Moms, Friends, and Mom Friends

In order for my husband to take a great job opportunity, we moved our little family to a new community at the beginning of the school year. We feel it’s an idyllic place to raise a family, but unfortunately it’s about 100 miles away from our former home. We have two school-aged children and a toddler. My school-aged children have adapted well and are doing great in school. My husband is so happy at his new job. I should be overjoyed because all I’ve ever wanted is to be a stay-at-home mom–which I am now–but I’m feeling kind of lonely and isolated as I don’t have any friends here. I had friends in our old community, but most of them were friends I’d grown up with and people I worked with. How do you make “mom” friends and can they become “real” friends?

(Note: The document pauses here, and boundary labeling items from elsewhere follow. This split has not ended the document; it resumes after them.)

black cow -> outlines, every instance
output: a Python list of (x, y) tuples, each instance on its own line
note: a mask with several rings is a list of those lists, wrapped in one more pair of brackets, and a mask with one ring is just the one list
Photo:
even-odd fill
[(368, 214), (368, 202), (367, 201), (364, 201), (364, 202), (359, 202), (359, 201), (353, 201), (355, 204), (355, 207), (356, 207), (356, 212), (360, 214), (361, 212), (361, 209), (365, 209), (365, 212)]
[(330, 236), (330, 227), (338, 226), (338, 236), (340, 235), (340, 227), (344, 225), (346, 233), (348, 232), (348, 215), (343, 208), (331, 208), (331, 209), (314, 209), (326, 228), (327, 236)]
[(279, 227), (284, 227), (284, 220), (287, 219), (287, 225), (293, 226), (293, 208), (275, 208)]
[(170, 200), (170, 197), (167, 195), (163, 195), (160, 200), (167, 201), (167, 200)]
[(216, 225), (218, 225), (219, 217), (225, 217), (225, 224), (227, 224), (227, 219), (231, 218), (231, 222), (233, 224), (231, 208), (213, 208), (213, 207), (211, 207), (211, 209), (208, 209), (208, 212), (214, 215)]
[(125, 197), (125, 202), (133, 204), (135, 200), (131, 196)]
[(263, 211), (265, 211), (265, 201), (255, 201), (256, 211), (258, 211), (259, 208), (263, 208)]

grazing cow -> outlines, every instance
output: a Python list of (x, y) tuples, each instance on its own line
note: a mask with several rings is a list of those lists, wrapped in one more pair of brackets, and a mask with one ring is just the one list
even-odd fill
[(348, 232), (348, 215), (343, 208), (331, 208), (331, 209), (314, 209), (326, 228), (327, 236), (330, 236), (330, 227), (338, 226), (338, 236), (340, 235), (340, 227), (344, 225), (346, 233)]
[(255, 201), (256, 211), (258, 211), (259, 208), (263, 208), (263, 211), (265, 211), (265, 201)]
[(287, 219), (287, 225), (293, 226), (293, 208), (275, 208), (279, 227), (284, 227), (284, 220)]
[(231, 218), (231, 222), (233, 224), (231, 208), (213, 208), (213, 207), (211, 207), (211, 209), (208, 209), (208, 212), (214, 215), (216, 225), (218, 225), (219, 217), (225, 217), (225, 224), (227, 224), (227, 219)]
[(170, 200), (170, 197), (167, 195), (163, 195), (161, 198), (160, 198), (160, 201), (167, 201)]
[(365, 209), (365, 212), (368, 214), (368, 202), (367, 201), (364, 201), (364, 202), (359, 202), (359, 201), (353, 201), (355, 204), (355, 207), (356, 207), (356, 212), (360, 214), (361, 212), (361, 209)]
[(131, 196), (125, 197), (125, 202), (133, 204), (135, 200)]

Hi honey! Congratulations, it sounds as if you have lots of fun and exciting things going on in your life. However, it also sounds as if you’re in the middle of a lot of transitions physically as well as emotionally. Full disclosure: I went through a bit of an identity crisis when I became a stay-at-home mom, even though it was something I’d always wanted. And being a stay-at-home mom of a toddler can be lonely and isolating as they demand so much attention and depending on his/her age, sometimes they aren’t particularly portable.

The good thing about having school-aged children as well is that you’ve got an “in” to meet other moms. Are your kids involved in sports? Some of my best friends now are other moms I met sitting next to night after night at the baseball field and/or in gymnastics classes.

It is intimidating to enter any new situation. It can feel like everyone already has established groups of friends, and there’s no place for you. But I promise you, that’s probably self-doubt working overtime. Unless you are not a nice person–and you sound like a very nice person–people will want to be friends with you.

What about your kids? You probably gave them a similar kind of pep talk when they changed schools, right? Have they made friends? Do they want to have play dates? Again, some of my very best friends are my kids’ friends’ moms.

I’m an introvert too, and here’s what I’ve found: It’s easier one-on-one. If you can find one person who is open and friendly and established in your new community, try to strike up a conversation. Find common ground. Most people love to talk about themselves. Most people love to talk about their children even more.

Having one good friend to talk to will help alleviate some of the loneliness and isolation you feel. Let me know how it goes!!